Investigators discovered a business practice that was used to defraud taxpayer-funded healthcare programs of millions of dollars by taking on homeless patients for unnecessary medical services. Officials said Medicare and Medi-cal were billed for costly and unjustified medical services from August 2004 until October 2007.

According to Laura Eimiller, spokeswoman for FBI, Sabaratnam is the chief executive of the City of Angels Medical Center. He is also charged with eight counts of paying kickbacks. If convicted on all of them, the man could face 50 years in federal prison, the U.S. attorney’s office in Los Angeles stated.

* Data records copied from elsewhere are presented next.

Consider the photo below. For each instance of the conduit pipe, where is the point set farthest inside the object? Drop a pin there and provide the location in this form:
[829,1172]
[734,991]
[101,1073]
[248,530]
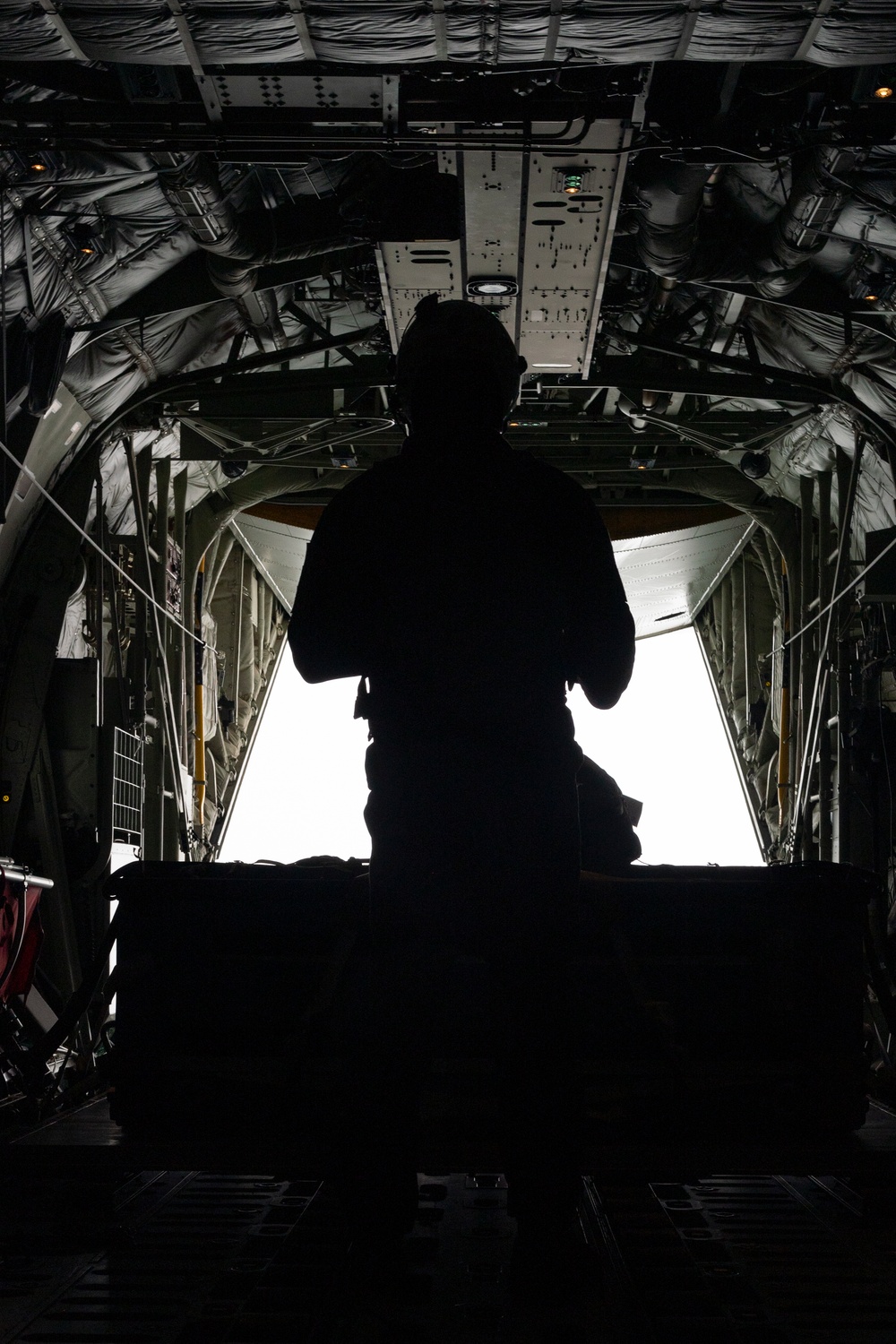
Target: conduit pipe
[799,228]
[239,242]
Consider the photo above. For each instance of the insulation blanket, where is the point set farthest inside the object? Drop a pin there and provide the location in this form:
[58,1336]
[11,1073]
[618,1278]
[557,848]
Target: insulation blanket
[366,31]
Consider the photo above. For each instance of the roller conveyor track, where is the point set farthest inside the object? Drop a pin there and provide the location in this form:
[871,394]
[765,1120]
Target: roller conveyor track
[210,1258]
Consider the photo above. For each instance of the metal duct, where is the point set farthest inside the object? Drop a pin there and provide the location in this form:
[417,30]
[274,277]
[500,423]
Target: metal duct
[668,228]
[799,228]
[239,244]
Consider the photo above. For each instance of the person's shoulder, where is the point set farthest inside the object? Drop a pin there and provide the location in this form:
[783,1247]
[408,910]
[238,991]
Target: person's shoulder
[549,480]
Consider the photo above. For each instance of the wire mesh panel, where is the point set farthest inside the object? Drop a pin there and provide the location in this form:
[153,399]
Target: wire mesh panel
[128,789]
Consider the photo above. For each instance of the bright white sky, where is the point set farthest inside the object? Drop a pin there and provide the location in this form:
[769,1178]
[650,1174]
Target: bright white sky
[304,788]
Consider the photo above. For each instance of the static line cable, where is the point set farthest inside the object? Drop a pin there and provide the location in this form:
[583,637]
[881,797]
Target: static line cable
[836,599]
[97,548]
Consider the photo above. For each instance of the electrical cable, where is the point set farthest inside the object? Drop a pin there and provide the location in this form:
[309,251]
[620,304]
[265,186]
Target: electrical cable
[90,542]
[836,599]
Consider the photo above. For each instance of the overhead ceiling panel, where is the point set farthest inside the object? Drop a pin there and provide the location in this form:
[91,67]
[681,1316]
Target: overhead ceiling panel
[277,551]
[536,226]
[668,578]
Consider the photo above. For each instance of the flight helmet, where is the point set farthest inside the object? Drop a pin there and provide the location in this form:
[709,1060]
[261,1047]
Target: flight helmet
[457,362]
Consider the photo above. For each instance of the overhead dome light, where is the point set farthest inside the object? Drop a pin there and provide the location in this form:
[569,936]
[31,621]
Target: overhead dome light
[492,287]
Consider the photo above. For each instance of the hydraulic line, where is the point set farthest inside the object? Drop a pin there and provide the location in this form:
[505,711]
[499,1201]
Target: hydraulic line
[783,733]
[199,762]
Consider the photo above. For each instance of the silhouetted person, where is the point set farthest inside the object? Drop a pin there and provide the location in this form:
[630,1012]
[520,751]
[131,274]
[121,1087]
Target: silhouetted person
[469,583]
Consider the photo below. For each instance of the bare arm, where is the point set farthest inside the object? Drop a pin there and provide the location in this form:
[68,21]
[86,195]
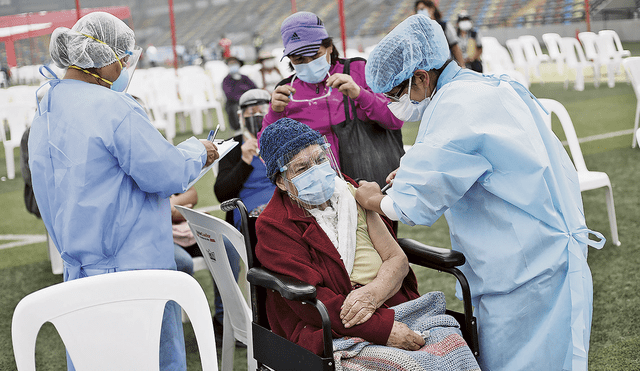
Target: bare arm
[360,304]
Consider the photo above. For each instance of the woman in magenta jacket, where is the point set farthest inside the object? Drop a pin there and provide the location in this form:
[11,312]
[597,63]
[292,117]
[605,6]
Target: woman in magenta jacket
[314,94]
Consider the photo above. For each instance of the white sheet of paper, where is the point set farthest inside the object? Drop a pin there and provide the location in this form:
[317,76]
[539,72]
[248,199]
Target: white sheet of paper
[223,148]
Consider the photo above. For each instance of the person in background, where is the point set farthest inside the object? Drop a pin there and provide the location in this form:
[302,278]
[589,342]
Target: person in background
[429,8]
[225,47]
[485,158]
[234,85]
[470,42]
[241,174]
[314,93]
[271,75]
[101,172]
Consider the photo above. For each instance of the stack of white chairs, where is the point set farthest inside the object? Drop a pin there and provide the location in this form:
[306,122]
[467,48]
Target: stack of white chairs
[17,109]
[533,53]
[632,66]
[190,92]
[519,59]
[552,41]
[496,60]
[598,50]
[612,36]
[576,61]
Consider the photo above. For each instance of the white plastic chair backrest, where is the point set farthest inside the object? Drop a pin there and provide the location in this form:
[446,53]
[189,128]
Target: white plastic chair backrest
[632,66]
[532,50]
[572,51]
[517,53]
[112,321]
[588,41]
[208,231]
[616,40]
[552,41]
[553,106]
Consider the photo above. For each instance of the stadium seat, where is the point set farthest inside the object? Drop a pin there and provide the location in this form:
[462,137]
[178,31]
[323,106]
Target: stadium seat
[112,321]
[576,61]
[601,53]
[632,66]
[552,41]
[208,231]
[588,179]
[613,36]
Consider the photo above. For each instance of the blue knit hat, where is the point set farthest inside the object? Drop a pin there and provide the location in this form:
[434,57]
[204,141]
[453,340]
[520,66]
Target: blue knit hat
[281,141]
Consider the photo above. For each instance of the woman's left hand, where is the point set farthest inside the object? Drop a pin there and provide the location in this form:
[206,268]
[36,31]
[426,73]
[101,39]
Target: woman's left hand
[358,307]
[345,84]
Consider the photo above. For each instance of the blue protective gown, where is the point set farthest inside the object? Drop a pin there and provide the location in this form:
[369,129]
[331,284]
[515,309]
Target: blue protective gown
[102,176]
[484,157]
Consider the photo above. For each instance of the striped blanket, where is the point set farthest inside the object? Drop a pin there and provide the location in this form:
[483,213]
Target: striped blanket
[445,349]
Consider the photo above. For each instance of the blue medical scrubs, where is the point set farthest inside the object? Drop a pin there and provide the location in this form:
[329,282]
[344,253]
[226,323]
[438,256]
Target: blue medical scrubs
[484,158]
[102,177]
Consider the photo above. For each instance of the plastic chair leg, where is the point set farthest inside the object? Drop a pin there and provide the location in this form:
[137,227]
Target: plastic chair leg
[612,216]
[635,126]
[11,169]
[228,345]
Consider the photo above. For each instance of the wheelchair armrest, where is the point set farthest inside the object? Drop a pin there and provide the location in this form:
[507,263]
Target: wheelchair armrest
[429,256]
[289,288]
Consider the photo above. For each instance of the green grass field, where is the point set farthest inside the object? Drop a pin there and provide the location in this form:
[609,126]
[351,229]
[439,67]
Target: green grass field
[615,337]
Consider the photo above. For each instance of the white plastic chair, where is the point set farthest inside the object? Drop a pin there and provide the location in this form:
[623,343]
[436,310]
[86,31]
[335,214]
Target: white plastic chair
[598,50]
[112,321]
[552,41]
[613,35]
[575,59]
[588,179]
[519,59]
[533,53]
[632,66]
[208,231]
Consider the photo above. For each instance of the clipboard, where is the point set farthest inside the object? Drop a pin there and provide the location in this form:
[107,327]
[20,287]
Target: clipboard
[224,147]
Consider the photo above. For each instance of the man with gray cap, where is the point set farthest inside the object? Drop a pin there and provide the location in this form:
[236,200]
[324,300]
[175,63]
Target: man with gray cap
[485,159]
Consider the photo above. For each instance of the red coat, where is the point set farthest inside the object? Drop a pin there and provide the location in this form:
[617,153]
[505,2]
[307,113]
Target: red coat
[293,244]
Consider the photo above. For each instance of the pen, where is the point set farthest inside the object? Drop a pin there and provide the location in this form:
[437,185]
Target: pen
[384,189]
[213,133]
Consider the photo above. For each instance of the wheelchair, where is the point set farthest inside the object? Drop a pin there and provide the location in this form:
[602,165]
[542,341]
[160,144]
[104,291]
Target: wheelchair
[272,351]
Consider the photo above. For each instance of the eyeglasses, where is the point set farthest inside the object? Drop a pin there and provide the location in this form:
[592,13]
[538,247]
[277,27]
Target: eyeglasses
[328,93]
[396,97]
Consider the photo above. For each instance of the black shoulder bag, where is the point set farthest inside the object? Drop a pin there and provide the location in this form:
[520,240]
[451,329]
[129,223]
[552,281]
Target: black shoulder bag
[367,150]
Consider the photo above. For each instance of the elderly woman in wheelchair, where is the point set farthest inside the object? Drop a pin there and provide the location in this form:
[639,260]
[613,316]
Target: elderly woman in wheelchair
[314,231]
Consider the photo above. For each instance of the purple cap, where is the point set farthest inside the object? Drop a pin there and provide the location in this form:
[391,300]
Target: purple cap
[302,34]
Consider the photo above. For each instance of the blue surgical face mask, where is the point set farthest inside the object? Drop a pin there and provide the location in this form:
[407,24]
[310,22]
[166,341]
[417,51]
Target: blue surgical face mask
[121,82]
[314,71]
[316,185]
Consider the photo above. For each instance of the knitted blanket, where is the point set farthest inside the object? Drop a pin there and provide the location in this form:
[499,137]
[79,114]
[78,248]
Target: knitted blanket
[445,349]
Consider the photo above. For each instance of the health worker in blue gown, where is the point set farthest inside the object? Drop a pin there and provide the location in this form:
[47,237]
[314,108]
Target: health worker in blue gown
[485,159]
[102,174]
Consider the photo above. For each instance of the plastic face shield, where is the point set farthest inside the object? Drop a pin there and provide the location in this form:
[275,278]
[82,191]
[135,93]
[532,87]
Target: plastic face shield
[315,154]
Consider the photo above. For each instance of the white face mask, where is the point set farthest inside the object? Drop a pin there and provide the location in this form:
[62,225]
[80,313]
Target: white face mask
[409,110]
[314,71]
[465,25]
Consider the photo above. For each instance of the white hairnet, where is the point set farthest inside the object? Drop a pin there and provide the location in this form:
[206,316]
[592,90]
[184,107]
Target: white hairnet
[416,43]
[74,47]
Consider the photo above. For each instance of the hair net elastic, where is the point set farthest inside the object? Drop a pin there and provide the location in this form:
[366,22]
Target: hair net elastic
[416,43]
[79,46]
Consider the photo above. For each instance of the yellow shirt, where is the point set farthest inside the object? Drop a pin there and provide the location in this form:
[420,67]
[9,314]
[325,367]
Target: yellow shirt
[367,261]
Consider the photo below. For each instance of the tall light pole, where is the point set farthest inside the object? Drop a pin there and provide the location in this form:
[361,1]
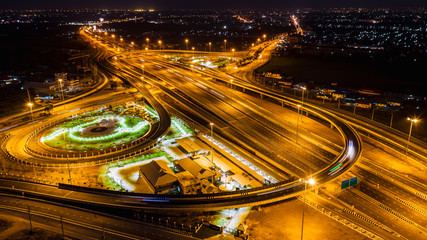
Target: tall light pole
[311,181]
[412,120]
[298,118]
[211,139]
[30,104]
[302,96]
[231,85]
[62,92]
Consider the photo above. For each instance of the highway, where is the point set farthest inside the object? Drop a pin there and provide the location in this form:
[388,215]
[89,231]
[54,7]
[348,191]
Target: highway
[398,205]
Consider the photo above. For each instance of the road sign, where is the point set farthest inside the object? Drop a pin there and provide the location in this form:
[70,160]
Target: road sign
[349,183]
[353,181]
[345,184]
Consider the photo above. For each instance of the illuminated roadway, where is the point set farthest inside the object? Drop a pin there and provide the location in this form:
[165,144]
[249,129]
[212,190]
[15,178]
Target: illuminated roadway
[266,194]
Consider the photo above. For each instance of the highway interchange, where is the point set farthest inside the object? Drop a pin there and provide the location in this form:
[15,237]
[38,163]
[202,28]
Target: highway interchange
[395,202]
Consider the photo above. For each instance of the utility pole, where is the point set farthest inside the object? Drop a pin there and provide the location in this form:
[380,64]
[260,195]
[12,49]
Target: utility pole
[62,228]
[29,217]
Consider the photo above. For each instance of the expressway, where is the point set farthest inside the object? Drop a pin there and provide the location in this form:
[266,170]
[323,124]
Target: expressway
[268,193]
[367,200]
[256,130]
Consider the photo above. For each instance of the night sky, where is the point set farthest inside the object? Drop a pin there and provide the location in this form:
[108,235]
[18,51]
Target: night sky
[214,4]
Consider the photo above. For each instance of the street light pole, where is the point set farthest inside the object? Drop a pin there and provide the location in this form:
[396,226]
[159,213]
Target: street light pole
[211,139]
[311,181]
[413,120]
[32,116]
[298,119]
[231,85]
[62,92]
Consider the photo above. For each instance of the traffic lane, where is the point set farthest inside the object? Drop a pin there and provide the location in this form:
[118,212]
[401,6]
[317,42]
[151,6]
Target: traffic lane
[86,223]
[389,199]
[376,177]
[386,218]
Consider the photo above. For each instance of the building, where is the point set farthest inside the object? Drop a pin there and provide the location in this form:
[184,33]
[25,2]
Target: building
[198,171]
[160,177]
[188,145]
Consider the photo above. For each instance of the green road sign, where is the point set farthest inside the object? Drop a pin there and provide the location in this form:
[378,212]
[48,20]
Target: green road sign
[345,184]
[353,181]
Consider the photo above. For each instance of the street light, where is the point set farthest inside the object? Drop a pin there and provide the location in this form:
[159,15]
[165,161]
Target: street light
[298,118]
[231,85]
[302,97]
[310,181]
[62,92]
[211,139]
[412,120]
[30,104]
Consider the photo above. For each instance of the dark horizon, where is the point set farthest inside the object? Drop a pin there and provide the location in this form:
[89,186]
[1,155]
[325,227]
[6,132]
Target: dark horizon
[220,4]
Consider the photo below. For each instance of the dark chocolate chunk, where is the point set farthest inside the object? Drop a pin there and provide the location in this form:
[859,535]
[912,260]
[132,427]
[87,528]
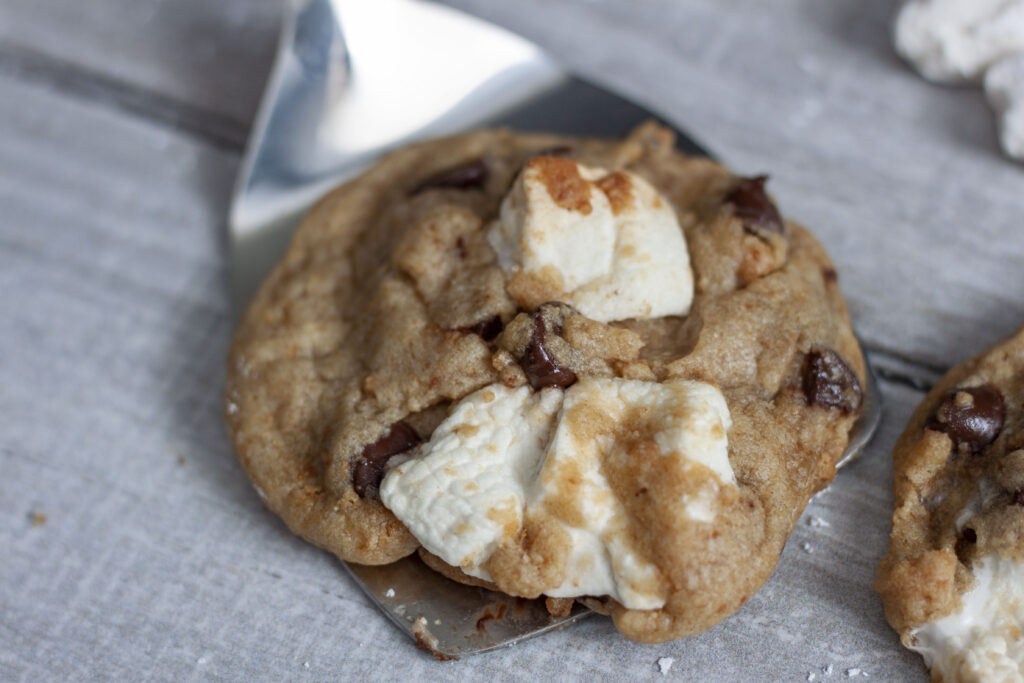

Mitts is charged with four counts of receiving kickbacks, six counts of money laundering and two counts of tax evasion for not having reported over $479,000 in income three years ago and over $620,000 in income one year later. He made his first court appearance on Wednesday and was released the same day on $25,000 bail and confined to his home. Mitts could face a maximum sentence of 140 years in prison, the authorities said. His lawyer refused to comment on the subject.

John Vandevelde, Sabaratnam’s legal representative, claimed during court hearing that the charges against his client should be regarded as "not that significant." However, Sabaratnam was being held under arrest in the Metropolitan Detention Center until another hearing scheduled today, Eimiller asserted.

Investigators in this case found that the suspects initially tried to recruit patients by promising them food and shelter while being hospitalized. When that wasn't a strong motivation, they would pay $20 or $30. While staying in the healthcare institution, those homeless people received negligible treatment for actual and fictional illnesses.

"These criminals thought they could get away with this scheme because they figured no one cares about the homeless on Skid Row," City Attorney Rocky Delgadillo stated. "They were dead wrong."

Besides City of Angels Medical Center, the authorities also investigated Los Angeles Metropolitan Medical Center and Tustin Hospital and Medical Center in Orange County. Pacific Health Corporation, Tustin, CA, the owner of both hospitals, declared that it had been cooperative with the FBI agents and supposed it would be cleared of any type of unlawful conduct.

In line with U.S. Atty. Thomas P. O'Brien, the inquiry was continuing and other defendants were expected to be accused. Mitts' operation could have cost the federal government an enormous amount of money - $11 million - in improper payments, prosecutors said. City of Angels received $5 million in healthcare payments.